Numerous women suffer with a range of upsetting symptoms of the bowel caused by endometriosis.
However, too many doctors still do not think of endometriosis when their patients report symptoms such as intermittent constipation or diarrhoea, or alternating bouts of the two or bleeding from the rectum.
Most importantly, they do not think to ask woman if their bowel symptoms vary with their menstrual cycle – the key feature of bowel invovlement due to endometriosis. As a result, some young women are not being diagnosed.
Most bowel symptoms are not due to the
presence of endometriosis on the surface of the bowel itself. Rather, they are
usually due to irritation from implants and nodules located in adjacent areas,
such as the Pouch of Douglas, uterosacral ligaments, and recto-vaginal septum.
In those cases where the endometrial implants are located on the bowel, the implants are usually lying on the outside surface of the rectum rather than in the bowel itself. Nevertheless, endometriosis can penetrate into and through the bowel wall on some occasions.
The large bowel is a much more common site of endometriosis than the small bowel. Some symptoms are due to adhesions constricting, twisting, or pulling on the bowel.
Diagnosis relies a great deal on the woman's description of her symptoms and menstrual history. Bowel symptoms due to endometriosis are generally only present or are worse around the time of the period, though they may be present throughout the month for some sufferers.
They are also usually reported along with one or more of the classical symptoms of endometriosis, such as painful periods and painful intercourse, rather than on their own.
Women whose symptoms are due to endometrial nodules in
the Pouch of Douglas may find a vaginal examination painful. The gynaecologist
may also be able to feel nodules in the Pouch of Douglas.
Sometimes the gynaecologist will refer the woman to a Gastro-Intestinal specialist if he or she is not sure whether the bowel symptoms are due to endometriosis or another cause. Occasionally, the gynaecologist may refer the woman to a specialist for a colonoscopy.
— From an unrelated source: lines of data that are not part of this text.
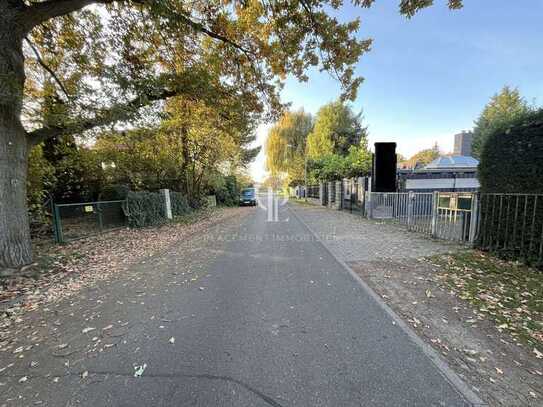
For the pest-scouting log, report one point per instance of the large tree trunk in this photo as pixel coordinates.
(15, 245)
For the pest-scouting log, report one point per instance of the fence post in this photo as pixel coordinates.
(474, 220)
(167, 203)
(321, 193)
(339, 194)
(57, 224)
(435, 201)
(411, 199)
(367, 198)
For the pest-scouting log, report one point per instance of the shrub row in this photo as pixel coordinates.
(147, 208)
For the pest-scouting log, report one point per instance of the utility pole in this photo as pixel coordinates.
(305, 177)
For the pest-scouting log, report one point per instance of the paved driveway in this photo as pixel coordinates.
(250, 314)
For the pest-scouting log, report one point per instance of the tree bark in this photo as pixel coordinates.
(15, 245)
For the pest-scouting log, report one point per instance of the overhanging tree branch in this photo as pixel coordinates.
(46, 67)
(38, 13)
(106, 116)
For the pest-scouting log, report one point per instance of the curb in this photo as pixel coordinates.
(454, 380)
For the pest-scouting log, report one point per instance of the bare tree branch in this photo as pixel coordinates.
(47, 68)
(106, 116)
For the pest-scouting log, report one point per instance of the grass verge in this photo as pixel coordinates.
(510, 293)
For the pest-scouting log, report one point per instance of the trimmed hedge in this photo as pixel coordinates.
(511, 176)
(180, 204)
(147, 208)
(512, 156)
(144, 209)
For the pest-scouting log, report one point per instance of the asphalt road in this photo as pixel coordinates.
(259, 315)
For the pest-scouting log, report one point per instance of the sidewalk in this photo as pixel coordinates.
(353, 238)
(402, 268)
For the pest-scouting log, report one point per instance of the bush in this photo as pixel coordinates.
(512, 156)
(114, 192)
(511, 174)
(180, 204)
(225, 190)
(144, 209)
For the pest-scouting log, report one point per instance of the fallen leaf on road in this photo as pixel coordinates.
(139, 370)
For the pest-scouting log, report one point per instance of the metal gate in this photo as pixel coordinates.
(444, 215)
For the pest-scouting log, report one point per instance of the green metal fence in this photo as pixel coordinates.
(511, 225)
(79, 220)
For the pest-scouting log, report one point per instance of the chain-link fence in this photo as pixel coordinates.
(511, 226)
(79, 220)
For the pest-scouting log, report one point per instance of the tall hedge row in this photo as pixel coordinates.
(512, 157)
(147, 208)
(511, 176)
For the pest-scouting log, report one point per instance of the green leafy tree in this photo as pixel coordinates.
(512, 159)
(336, 129)
(146, 51)
(286, 145)
(503, 107)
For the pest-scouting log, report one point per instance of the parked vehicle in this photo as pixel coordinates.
(248, 197)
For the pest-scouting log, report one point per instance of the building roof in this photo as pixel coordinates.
(453, 162)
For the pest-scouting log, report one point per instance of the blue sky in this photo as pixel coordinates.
(429, 77)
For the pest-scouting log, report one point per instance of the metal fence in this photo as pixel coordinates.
(313, 191)
(354, 196)
(79, 220)
(444, 215)
(511, 225)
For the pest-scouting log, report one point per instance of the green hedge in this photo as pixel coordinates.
(144, 209)
(180, 204)
(512, 156)
(511, 176)
(147, 208)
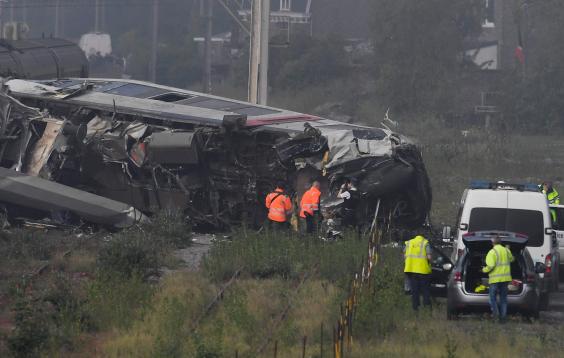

A colonoscopy is an examination of the inside of the gastro-intestinal tract with a telescope-like instrument.
In most women with endometriosis, the colonoscopy will be normal because endometrial implants and nodules rarely penetrate through the wall of the bowel wall so they are not visible during a colonoscopy.
Endometrial nodules in the Pouch of Douglas, uterosacral ligaments, and recto-vaginal septum are generally larger and deeper than ordinary implants. They do not usually respond to drug treatment so they will usually be removed surgically.
Because they are difficult to reach, there is a danger that the bowel may be damaged accidentally during surgery. Therefore, the surgeon must be experienced at laparoscopic surgery.
Cutting (excision) techniques are usually used rather than burning
techniques. Superficial endometrial implants on the surface of the bowel are
usually removed by carefully removing the relevant part of the membrane that
covers the bowel wall.
If the endometriosis has penetrated through a section of the bowel wall that section of the bowel may have to be removed. Few gynaecologists are able to perform this surgery, so usually a bowel surgeon will be called in to perform the resection.